Türk-İş Genel Başkanı Ergün Atalay, kıdem tazminatıyla ilgili bir sıkıntı olmadığını belirterek, "Kimse huzurunu bozup emekliliğe falan müracaat etmesin. Biz bununla ilgili geriye gidecek hiçbir şeyin içinde olmayız. Bunun altına ne imza atarız, ne o toplantıya katılırız, buna da şiddetle karşı çıkarız" dedi.
Atalay, AA muhabirine, kıdem tazminatının özellikle son 5 senedir senede bir kere kamuoyunun önüne sunulduğunu ve sunanların da sahibinin olmadığını söyledi. Geçen hafta Çalışma Meclisi Toplantısı'nın yapıldığını ve Başbakan Recep Tayyip Erdoğan'nın "Taraflar anlaşmadan, bu konuyu benim önüme getirmeyin" ifadesini kullandığını hatırlatan Atalay, "Sayın Başbakan, bu ifadeyi bundan evvel 6 Mart'ta Dünya Kadınlar Günü'nde ifade etti. Ondan evvel benim bulunduğum üç, dört toplantıda dile getirdi. Taraflar razı gelmeden, sendikalar razı gelmeden bununla ilgili olumsuz bir şey olmayacağını söyledi. Bunu ifade eden de Türkiye Cumhuriyeti'nin Başbakanı. Biz onun sözüne, söylediklerine inanmak mecburiyetindeyiz ve şu anda da inanmaya devam ediyoruz" diye konuştu.

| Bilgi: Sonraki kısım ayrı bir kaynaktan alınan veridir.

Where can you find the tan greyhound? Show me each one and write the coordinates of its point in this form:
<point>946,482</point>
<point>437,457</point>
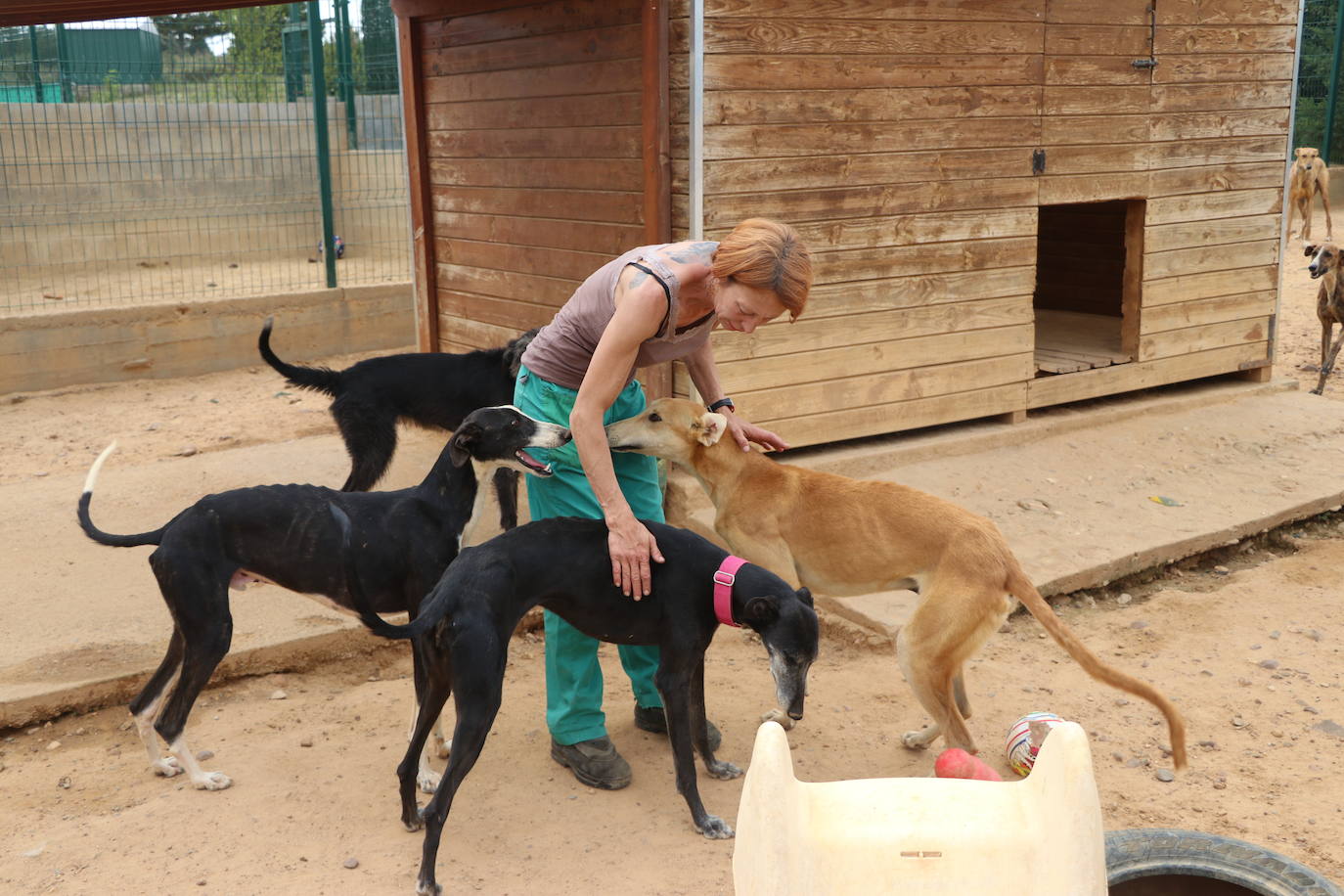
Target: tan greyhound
<point>1329,304</point>
<point>844,536</point>
<point>1308,179</point>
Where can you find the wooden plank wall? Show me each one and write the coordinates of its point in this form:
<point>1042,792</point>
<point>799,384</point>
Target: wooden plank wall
<point>534,146</point>
<point>897,137</point>
<point>1203,136</point>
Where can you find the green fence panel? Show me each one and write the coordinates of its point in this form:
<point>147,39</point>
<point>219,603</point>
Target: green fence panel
<point>201,179</point>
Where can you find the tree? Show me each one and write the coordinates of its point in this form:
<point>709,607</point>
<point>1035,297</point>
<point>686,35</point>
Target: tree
<point>187,32</point>
<point>254,55</point>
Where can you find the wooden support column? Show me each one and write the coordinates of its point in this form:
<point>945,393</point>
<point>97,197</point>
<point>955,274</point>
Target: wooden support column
<point>417,172</point>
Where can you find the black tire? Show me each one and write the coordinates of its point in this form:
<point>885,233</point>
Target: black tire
<point>1163,852</point>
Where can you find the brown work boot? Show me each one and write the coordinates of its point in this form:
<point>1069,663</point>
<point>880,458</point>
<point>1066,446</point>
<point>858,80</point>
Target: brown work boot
<point>653,719</point>
<point>594,763</point>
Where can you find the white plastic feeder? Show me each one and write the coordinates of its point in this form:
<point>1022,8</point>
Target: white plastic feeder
<point>1041,835</point>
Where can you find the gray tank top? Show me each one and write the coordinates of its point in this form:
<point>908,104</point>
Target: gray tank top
<point>563,349</point>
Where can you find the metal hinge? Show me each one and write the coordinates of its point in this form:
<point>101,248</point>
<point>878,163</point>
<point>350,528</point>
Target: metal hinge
<point>1150,62</point>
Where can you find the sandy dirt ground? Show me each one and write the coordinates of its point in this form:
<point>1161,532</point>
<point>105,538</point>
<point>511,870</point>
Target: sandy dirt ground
<point>1246,643</point>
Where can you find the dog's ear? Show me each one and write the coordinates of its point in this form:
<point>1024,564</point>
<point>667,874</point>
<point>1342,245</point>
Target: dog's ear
<point>514,351</point>
<point>460,446</point>
<point>761,610</point>
<point>710,427</point>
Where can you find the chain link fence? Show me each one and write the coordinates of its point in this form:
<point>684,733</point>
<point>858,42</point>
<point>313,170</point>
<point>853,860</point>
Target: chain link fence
<point>148,160</point>
<point>1318,81</point>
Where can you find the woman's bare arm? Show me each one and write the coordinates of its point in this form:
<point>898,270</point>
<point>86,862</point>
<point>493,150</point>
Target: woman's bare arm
<point>640,309</point>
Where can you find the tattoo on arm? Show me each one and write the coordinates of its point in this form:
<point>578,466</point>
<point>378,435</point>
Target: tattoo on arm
<point>701,252</point>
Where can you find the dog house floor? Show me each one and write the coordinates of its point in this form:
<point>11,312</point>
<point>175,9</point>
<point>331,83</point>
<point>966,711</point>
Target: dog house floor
<point>1069,341</point>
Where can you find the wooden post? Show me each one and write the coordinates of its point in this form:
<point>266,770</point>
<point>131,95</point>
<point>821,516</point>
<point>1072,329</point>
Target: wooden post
<point>1132,284</point>
<point>417,173</point>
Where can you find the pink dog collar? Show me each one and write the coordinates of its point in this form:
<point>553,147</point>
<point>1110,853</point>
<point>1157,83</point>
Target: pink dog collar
<point>723,579</point>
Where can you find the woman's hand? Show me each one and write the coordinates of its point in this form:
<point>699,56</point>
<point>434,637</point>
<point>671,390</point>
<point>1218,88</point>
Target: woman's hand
<point>746,432</point>
<point>631,546</point>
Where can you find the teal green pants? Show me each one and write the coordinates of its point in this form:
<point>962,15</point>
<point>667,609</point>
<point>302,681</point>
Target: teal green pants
<point>573,675</point>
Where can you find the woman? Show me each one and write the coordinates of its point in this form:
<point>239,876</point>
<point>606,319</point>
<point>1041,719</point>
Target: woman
<point>653,304</point>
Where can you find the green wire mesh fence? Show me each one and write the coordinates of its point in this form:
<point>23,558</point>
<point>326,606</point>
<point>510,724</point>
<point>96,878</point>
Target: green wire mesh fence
<point>168,158</point>
<point>1318,79</point>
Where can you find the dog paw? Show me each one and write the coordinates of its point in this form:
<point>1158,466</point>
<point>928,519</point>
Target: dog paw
<point>212,781</point>
<point>427,781</point>
<point>715,828</point>
<point>915,740</point>
<point>723,770</point>
<point>167,767</point>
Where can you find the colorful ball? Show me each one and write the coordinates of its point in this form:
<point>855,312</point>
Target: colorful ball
<point>1021,749</point>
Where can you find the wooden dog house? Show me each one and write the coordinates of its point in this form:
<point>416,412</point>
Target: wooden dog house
<point>1012,203</point>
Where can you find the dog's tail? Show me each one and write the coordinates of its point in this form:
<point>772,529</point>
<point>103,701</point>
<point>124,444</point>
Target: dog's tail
<point>359,598</point>
<point>98,535</point>
<point>1020,587</point>
<point>320,379</point>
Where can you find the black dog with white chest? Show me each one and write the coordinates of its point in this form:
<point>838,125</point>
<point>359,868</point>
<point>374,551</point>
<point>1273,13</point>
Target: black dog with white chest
<point>463,633</point>
<point>285,533</point>
<point>428,388</point>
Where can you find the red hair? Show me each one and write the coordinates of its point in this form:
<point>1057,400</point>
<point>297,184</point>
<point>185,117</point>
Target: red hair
<point>768,254</point>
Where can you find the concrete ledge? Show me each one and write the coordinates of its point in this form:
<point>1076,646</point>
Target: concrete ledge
<point>184,338</point>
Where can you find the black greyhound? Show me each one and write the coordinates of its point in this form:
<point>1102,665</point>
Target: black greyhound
<point>430,388</point>
<point>464,626</point>
<point>285,533</point>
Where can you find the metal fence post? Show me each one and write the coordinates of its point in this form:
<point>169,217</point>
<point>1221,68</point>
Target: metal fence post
<point>62,55</point>
<point>1333,87</point>
<point>36,64</point>
<point>324,156</point>
<point>345,72</point>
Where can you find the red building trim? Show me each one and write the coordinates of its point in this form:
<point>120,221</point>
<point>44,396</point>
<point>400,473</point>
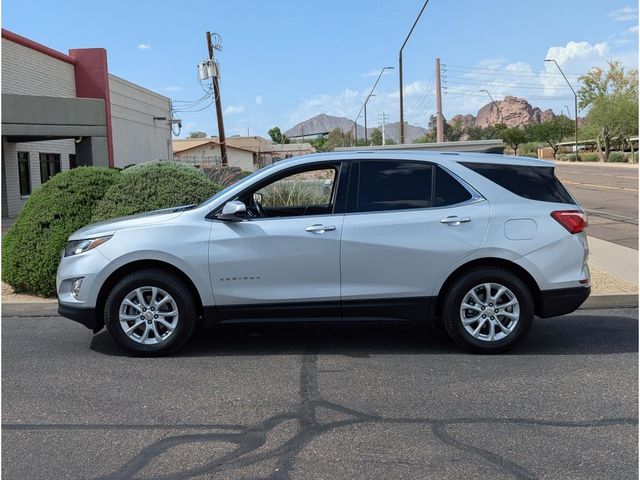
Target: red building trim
<point>92,81</point>
<point>25,42</point>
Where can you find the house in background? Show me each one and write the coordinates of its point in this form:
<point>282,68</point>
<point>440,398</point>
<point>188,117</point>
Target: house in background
<point>63,110</point>
<point>264,152</point>
<point>206,151</point>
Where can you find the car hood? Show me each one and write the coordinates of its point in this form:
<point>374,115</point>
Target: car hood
<point>110,226</point>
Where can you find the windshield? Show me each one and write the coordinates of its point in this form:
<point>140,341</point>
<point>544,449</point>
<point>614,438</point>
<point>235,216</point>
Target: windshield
<point>234,185</point>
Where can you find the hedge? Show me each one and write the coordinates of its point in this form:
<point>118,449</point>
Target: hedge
<point>152,186</point>
<point>31,248</point>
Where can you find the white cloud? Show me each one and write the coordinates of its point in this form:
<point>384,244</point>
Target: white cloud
<point>624,14</point>
<point>233,109</point>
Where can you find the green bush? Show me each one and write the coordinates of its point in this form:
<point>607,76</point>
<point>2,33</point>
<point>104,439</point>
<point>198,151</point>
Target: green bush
<point>152,186</point>
<point>589,157</point>
<point>31,248</point>
<point>617,157</point>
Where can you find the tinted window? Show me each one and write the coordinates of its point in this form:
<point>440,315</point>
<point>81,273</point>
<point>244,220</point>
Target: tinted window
<point>534,183</point>
<point>448,190</point>
<point>392,185</point>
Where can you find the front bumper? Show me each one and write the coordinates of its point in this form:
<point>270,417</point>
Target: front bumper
<point>558,302</point>
<point>86,316</point>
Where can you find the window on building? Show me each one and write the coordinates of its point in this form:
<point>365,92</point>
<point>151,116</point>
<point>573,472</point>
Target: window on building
<point>24,173</point>
<point>394,185</point>
<point>49,165</point>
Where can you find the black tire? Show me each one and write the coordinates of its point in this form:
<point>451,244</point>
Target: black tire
<point>174,286</point>
<point>451,314</point>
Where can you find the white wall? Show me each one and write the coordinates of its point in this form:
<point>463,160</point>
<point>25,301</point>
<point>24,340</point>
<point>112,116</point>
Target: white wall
<point>211,153</point>
<point>29,72</point>
<point>10,158</point>
<point>137,138</point>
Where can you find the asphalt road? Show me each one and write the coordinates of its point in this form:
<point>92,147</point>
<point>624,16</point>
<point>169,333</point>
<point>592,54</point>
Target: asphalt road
<point>320,402</point>
<point>610,195</point>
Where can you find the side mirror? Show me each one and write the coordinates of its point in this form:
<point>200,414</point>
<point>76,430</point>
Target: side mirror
<point>234,211</point>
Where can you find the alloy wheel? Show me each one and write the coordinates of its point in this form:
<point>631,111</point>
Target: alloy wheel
<point>148,315</point>
<point>489,312</point>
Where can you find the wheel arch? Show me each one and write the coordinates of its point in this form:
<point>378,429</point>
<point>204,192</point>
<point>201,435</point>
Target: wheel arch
<point>137,265</point>
<point>512,267</point>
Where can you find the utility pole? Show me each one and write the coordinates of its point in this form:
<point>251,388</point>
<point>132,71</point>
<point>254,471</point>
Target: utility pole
<point>439,117</point>
<point>400,71</point>
<point>216,92</point>
<point>384,125</point>
<point>575,98</point>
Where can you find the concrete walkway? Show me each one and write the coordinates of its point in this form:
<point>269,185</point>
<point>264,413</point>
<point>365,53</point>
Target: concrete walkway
<point>617,260</point>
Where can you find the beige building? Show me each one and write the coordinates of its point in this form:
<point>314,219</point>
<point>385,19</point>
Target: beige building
<point>263,151</point>
<point>202,151</point>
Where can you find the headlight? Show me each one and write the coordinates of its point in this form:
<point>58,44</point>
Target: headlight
<point>75,247</point>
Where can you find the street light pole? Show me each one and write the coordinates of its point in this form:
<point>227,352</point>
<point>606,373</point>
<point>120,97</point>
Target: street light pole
<point>575,101</point>
<point>400,72</point>
<point>496,105</point>
<point>364,106</point>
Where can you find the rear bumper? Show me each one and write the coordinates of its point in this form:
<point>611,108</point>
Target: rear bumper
<point>85,316</point>
<point>562,301</point>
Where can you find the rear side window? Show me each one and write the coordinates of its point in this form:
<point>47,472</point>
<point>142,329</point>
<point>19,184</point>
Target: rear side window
<point>449,191</point>
<point>534,183</point>
<point>394,185</point>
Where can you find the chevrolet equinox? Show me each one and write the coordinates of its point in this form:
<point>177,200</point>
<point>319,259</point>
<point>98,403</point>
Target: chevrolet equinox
<point>479,242</point>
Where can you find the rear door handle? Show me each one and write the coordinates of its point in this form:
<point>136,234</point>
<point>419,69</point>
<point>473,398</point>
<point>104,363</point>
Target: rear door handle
<point>320,228</point>
<point>453,220</point>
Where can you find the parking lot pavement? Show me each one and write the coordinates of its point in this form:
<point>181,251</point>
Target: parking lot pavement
<point>609,193</point>
<point>306,402</point>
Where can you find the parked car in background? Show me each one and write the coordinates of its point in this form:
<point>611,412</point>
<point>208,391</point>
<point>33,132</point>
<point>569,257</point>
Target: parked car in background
<point>479,242</point>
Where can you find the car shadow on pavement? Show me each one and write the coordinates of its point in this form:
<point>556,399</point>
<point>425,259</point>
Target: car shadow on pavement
<point>569,335</point>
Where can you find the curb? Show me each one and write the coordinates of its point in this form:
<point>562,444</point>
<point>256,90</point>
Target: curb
<point>50,309</point>
<point>626,300</point>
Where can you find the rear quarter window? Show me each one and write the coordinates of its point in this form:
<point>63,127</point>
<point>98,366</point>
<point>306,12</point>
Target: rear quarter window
<point>534,183</point>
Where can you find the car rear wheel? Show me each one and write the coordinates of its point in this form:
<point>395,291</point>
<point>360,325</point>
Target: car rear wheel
<point>150,312</point>
<point>488,310</point>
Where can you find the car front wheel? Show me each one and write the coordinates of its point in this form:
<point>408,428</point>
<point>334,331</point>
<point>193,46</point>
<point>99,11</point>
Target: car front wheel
<point>150,312</point>
<point>488,310</point>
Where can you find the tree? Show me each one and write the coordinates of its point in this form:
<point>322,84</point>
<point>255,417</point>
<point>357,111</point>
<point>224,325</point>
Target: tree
<point>550,132</point>
<point>277,136</point>
<point>513,137</point>
<point>612,97</point>
<point>197,134</point>
<point>376,137</point>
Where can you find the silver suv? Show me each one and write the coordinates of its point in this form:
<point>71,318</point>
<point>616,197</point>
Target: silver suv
<point>479,242</point>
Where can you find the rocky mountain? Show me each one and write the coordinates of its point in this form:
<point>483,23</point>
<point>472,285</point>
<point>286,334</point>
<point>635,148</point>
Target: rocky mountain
<point>515,112</point>
<point>326,123</point>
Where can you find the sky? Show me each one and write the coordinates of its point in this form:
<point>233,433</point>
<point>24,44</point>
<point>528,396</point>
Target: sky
<point>285,61</point>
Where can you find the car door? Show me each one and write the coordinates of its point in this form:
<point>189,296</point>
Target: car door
<point>407,222</point>
<point>283,261</point>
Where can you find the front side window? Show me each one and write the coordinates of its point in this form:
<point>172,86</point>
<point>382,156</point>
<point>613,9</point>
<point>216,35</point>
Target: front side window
<point>49,165</point>
<point>305,193</point>
<point>393,185</point>
<point>24,172</point>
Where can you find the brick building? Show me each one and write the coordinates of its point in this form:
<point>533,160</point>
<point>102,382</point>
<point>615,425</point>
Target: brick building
<point>63,110</point>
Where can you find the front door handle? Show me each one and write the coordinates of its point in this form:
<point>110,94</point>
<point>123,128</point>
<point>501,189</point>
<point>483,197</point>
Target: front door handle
<point>453,220</point>
<point>320,228</point>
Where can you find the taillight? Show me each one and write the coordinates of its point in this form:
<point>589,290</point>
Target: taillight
<point>574,221</point>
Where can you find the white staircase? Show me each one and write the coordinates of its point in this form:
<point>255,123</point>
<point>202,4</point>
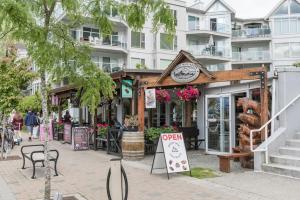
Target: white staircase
<point>287,161</point>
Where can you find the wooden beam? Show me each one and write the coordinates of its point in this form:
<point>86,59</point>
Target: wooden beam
<point>141,109</point>
<point>220,76</point>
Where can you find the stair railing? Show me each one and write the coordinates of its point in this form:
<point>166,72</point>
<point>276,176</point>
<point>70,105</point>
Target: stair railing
<point>265,127</point>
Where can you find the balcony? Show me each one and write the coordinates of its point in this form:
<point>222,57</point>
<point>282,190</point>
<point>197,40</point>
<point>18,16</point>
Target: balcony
<point>210,54</point>
<point>251,34</point>
<point>209,28</point>
<point>109,67</point>
<point>108,42</point>
<point>251,57</point>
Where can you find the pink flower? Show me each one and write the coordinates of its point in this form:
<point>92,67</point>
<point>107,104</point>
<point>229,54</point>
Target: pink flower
<point>188,94</point>
<point>163,95</point>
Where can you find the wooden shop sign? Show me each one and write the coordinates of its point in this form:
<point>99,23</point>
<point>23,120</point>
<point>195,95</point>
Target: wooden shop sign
<point>185,73</point>
<point>171,154</point>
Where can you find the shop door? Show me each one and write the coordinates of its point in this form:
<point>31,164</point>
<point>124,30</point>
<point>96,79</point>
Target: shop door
<point>218,130</point>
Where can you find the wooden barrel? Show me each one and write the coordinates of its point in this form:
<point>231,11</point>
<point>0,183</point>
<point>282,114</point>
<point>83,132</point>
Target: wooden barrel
<point>133,145</point>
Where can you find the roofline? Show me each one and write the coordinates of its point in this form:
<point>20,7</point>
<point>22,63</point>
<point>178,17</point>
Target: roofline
<point>276,7</point>
<point>250,19</point>
<point>221,1</point>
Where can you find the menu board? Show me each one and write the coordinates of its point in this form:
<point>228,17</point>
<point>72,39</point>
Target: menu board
<point>171,154</point>
<point>43,132</point>
<point>67,133</point>
<point>80,139</point>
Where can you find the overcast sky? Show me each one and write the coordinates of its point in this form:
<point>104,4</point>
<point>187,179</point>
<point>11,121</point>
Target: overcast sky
<point>248,8</point>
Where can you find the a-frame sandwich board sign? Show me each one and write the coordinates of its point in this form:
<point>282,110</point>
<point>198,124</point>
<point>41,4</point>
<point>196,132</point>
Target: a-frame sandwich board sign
<point>171,154</point>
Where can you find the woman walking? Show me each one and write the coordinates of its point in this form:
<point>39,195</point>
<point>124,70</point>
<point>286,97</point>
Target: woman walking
<point>17,122</point>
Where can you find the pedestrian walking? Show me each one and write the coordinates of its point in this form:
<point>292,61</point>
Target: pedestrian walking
<point>67,117</point>
<point>30,121</point>
<point>39,120</point>
<point>17,123</point>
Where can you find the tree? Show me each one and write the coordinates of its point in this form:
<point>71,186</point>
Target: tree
<point>56,53</point>
<point>14,77</point>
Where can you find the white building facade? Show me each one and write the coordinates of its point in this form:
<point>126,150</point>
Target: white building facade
<point>212,34</point>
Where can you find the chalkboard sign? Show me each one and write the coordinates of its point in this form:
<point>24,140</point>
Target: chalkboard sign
<point>80,138</point>
<point>67,133</point>
<point>171,154</point>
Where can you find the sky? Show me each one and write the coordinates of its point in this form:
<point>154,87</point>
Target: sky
<point>248,8</point>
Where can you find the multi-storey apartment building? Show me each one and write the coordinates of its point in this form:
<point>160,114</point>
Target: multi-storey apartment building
<point>212,33</point>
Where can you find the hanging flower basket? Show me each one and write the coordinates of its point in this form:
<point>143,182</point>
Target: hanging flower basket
<point>188,94</point>
<point>163,96</point>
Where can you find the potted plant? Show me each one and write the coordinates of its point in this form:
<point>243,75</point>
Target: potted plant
<point>131,122</point>
<point>102,130</point>
<point>152,137</point>
<point>163,96</point>
<point>189,93</point>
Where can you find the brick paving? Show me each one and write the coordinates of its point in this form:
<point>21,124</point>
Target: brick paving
<point>84,173</point>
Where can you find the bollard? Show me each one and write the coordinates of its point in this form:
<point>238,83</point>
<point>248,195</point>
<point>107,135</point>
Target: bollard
<point>117,184</point>
<point>58,196</point>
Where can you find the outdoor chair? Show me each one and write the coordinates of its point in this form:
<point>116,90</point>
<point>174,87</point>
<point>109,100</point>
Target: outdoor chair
<point>35,154</point>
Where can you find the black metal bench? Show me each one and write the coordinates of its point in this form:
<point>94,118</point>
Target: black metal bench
<point>36,154</point>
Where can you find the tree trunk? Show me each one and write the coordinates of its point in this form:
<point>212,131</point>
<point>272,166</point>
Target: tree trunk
<point>188,114</point>
<point>47,191</point>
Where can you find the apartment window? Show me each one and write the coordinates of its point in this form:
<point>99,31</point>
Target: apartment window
<point>283,9</point>
<point>168,43</point>
<point>295,49</point>
<point>281,50</point>
<point>74,34</point>
<point>111,39</point>
<point>87,32</point>
<point>193,22</point>
<point>175,17</point>
<point>295,7</point>
<point>164,63</point>
<point>137,63</point>
<point>217,67</point>
<point>137,39</point>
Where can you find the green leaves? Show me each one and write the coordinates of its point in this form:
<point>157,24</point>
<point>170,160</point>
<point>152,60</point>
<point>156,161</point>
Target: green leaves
<point>14,77</point>
<point>55,52</point>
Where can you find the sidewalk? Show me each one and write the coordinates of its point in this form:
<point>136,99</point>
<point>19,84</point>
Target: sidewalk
<point>84,173</point>
<point>5,192</point>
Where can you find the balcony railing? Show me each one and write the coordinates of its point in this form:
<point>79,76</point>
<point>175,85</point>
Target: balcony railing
<point>99,41</point>
<point>207,50</point>
<point>251,56</point>
<point>109,67</point>
<point>251,33</point>
<point>210,26</point>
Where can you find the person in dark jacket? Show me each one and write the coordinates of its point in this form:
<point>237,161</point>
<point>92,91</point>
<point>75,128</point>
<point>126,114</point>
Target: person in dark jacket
<point>30,121</point>
<point>67,117</point>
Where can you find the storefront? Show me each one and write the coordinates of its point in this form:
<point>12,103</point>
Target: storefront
<point>214,112</point>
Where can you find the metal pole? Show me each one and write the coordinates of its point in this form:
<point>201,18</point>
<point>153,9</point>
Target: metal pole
<point>115,187</point>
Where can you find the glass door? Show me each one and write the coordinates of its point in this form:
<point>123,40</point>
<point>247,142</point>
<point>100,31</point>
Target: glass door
<point>218,124</point>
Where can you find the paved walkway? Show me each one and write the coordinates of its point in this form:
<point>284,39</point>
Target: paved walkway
<point>84,173</point>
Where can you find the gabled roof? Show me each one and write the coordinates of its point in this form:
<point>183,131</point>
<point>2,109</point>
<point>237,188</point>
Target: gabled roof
<point>276,7</point>
<point>222,2</point>
<point>179,58</point>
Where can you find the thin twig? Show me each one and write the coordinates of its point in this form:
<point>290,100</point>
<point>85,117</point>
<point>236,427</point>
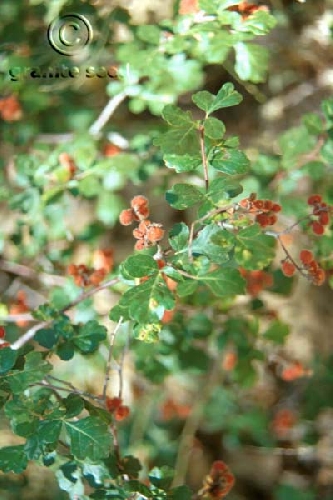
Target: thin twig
<point>203,155</point>
<point>29,335</point>
<point>108,364</point>
<point>107,112</point>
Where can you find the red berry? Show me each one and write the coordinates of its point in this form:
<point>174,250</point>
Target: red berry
<point>314,199</point>
<point>306,256</point>
<point>121,413</point>
<point>317,228</point>
<point>126,217</point>
<point>323,218</point>
<point>288,268</point>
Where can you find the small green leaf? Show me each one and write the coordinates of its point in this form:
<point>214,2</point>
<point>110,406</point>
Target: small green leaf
<point>89,438</point>
<point>214,128</point>
<point>226,97</point>
<point>224,282</point>
<point>183,163</point>
<point>183,196</point>
<point>230,162</point>
<point>254,250</point>
<point>178,236</point>
<point>138,266</point>
<point>89,337</point>
<point>35,369</point>
<point>222,190</point>
<point>13,459</point>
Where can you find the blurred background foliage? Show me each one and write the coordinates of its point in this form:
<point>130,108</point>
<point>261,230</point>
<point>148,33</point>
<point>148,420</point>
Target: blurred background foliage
<point>275,435</point>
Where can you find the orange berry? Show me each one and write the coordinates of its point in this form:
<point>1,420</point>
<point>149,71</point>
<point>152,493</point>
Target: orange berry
<point>262,219</point>
<point>139,202</point>
<point>314,199</point>
<point>288,268</point>
<point>96,277</point>
<point>319,277</point>
<point>155,233</point>
<point>323,218</point>
<point>111,150</point>
<point>268,204</point>
<point>140,245</point>
<point>276,207</point>
<point>258,204</point>
<point>272,219</point>
<point>168,316</point>
<point>144,225</point>
<point>170,283</point>
<point>138,234</point>
<point>229,362</point>
<point>317,228</point>
<point>306,256</point>
<point>113,404</point>
<point>121,413</point>
<point>126,217</point>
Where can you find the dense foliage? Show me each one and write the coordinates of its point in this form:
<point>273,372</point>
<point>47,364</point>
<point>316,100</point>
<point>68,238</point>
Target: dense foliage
<point>187,307</point>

"Taslağın son şekli bizim elimizde yok"
Atalay, kıdem tazminatıyla ilgili mevcut durumu geriye götürecek hiçbir şeyin içinde olmayacaklarını, Genel Kurul dahil her ortamda dile getirdiklerini vurguladı. "Taslağın son şekli bizim elimizde de yok" diyen Atalay, şunları söyledi: "Geçen perşembe yapılan toplantıdan sonra ertesi gün komisyonlar toplandı. Şu anda kamuoyunda, televizyonlarda, gazetelerde yer aldığı şeklinde bir belge ve bilgi, bizim elimizde yok. Biz Türk-İş olarak buna karşıyız. Türkiye İşveren Sendikaları buna karşı. Devrimci İşveren Sendikaları buna karşı. Bu hak gasbına sebep olacak, bir nokta geriye gidecek bu işin içinde yokuz. Dün de söyledik, bugün de söylüyoruz. Bugün duyuyoruz diyorlar ki, '20 güne düşecek.' Televizyondaki yorumcuların biri müspet konuşuyor, biri menfi konuşuyor."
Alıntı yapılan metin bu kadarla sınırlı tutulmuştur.